For me, the most interesting aspect of this paper is the differential responsiveness to DHA. Understanding why certain cell lines are responsive to treatments whilst others are not could ultimately have implications in the clinic: The success of a particular treatment could depend on patients being "subtyped" appropriately. However, given that this study only examines cells from two familial patients and two sporadic patients, it is difficult to draw any firm conclusions in that respect without expanding this study to include more patients.
This extensive, collaborative study brings new evidence supporting the idea that the pathologically relevant amyloid-β peptide (Aβ) is produced and aggregates in compartments in the neuronal soma, including the endosomes, lysosomes, and the endoplasmic reticulum (ER). The generation and oligomerization of Aβ in the ER does not come as a surprise, given that the ER is one of the centers of stress response of the cell. Many types of stress—oxidative, improper protein folding, or the accumulation of proteins in the soma due to impeded transport along the secretory pathway—appear to be sensed by the ER. The ER response, which is geared to relieve the stress-related pathology, is currently widely studied.

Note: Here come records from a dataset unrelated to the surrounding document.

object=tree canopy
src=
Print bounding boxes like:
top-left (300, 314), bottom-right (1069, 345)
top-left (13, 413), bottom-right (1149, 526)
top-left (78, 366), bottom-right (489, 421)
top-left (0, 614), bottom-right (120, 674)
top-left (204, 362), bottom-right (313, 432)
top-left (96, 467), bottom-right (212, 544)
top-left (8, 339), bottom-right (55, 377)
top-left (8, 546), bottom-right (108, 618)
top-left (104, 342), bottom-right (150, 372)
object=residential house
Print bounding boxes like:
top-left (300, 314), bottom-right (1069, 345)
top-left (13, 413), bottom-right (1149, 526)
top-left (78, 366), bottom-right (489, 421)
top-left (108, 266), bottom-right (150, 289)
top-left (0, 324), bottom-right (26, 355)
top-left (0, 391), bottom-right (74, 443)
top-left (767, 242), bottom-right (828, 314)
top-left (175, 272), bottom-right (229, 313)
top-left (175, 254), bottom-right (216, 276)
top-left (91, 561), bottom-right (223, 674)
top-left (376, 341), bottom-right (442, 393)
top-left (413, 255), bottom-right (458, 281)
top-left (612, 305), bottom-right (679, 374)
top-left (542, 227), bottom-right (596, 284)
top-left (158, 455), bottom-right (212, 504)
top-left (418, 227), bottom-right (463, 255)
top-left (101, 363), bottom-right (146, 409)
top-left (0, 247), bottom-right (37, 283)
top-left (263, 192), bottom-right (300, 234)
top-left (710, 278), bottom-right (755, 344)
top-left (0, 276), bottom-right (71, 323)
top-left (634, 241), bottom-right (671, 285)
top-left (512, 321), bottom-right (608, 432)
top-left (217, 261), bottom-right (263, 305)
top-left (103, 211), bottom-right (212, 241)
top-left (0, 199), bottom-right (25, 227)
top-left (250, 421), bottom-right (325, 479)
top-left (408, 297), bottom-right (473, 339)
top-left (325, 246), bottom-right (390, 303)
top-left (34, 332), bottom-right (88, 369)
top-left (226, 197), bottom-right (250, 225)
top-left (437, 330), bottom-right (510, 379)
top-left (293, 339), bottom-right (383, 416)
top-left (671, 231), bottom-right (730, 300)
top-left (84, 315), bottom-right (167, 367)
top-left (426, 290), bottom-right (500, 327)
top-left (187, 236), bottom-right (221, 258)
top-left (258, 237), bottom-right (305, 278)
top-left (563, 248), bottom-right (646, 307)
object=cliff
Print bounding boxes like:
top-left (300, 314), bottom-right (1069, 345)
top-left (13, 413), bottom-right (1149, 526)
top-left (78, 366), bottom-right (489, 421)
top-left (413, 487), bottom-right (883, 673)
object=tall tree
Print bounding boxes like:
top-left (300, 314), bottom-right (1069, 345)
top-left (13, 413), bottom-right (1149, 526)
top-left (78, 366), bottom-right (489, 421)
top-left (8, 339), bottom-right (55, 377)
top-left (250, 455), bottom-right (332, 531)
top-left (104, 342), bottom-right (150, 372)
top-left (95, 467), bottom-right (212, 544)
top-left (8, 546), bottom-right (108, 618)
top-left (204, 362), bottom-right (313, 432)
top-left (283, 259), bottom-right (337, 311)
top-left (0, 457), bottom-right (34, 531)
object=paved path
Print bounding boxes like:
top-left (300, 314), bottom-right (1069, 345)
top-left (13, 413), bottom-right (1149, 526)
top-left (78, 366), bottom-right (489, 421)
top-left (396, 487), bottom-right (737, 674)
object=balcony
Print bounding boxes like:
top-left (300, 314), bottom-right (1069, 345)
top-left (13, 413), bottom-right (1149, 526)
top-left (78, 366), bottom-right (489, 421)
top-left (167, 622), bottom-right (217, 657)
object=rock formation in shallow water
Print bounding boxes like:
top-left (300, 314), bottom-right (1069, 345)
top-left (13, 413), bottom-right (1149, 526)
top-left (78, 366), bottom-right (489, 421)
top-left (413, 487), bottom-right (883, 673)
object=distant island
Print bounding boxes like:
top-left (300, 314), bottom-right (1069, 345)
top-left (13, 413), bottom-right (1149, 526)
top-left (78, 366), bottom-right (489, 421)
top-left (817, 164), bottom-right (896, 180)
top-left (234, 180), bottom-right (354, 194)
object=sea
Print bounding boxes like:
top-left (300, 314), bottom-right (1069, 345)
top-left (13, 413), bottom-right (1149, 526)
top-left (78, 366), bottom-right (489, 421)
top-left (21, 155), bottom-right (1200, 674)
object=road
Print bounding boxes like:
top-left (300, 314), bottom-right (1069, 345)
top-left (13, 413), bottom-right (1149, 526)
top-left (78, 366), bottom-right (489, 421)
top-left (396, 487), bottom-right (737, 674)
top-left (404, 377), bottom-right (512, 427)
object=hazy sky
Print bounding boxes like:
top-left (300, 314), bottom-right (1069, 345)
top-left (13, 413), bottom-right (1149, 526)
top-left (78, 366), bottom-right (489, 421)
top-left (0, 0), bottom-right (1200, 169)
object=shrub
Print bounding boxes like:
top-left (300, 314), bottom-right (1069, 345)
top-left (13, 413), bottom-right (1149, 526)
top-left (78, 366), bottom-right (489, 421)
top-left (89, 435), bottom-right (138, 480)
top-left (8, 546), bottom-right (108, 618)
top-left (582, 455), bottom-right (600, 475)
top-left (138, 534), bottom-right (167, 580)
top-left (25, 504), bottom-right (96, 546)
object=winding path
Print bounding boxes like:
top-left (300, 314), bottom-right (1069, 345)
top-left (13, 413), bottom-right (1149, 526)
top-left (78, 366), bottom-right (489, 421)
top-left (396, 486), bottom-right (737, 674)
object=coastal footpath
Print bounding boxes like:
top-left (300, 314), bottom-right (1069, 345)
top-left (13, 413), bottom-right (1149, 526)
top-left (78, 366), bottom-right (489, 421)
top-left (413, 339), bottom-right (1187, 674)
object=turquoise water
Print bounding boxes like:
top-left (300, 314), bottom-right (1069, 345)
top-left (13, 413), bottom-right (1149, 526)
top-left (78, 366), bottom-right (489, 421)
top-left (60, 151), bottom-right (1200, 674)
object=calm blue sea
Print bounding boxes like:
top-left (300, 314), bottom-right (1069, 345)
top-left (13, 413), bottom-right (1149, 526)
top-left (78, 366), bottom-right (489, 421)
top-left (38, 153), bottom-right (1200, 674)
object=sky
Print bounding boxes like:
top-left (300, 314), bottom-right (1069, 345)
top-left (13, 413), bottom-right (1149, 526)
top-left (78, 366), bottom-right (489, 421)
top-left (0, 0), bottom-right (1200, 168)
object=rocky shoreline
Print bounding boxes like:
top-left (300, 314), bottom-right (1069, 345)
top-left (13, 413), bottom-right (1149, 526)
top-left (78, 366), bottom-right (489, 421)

The idea that Aβ is generated in the soma, where it accumulates and oligomerizes, is not new (1-3). Also, the idea that stress leads to the generation, accumulation, and oligomerization of Aβ in the endoplasmic reticulum has been previously proposed. For example, we reported that enhanced cleavage of APP in the ER, followed by accumulation and oligomerization of Aβ inside the ER, represents the specific response of the neuron to impeded axonal transport (4)—a situation that becomes an issue in old age (5). It is also likely that part of the oligomeric Aβ produced either in the ER or in the somatic endosomes escapes from these compartments and is transported into neurites, accumulating at their distal tips (2). Although some Aβ could certainly be generated and aggregated at the synapse, emerging evidence, such as that provided by this study, highlights the possibility that pathologically relevant Aβ oligomers are produced in the neuronal soma in neurons affected by Alzheimer's disease. This intraneuronal Aβ could be released in the extracellular space either by cell death or by other mechanisms operating in neurons, such as externalization via exosomes. The field of Alzheimer’s disease is eagerly awaiting new developments in this direction.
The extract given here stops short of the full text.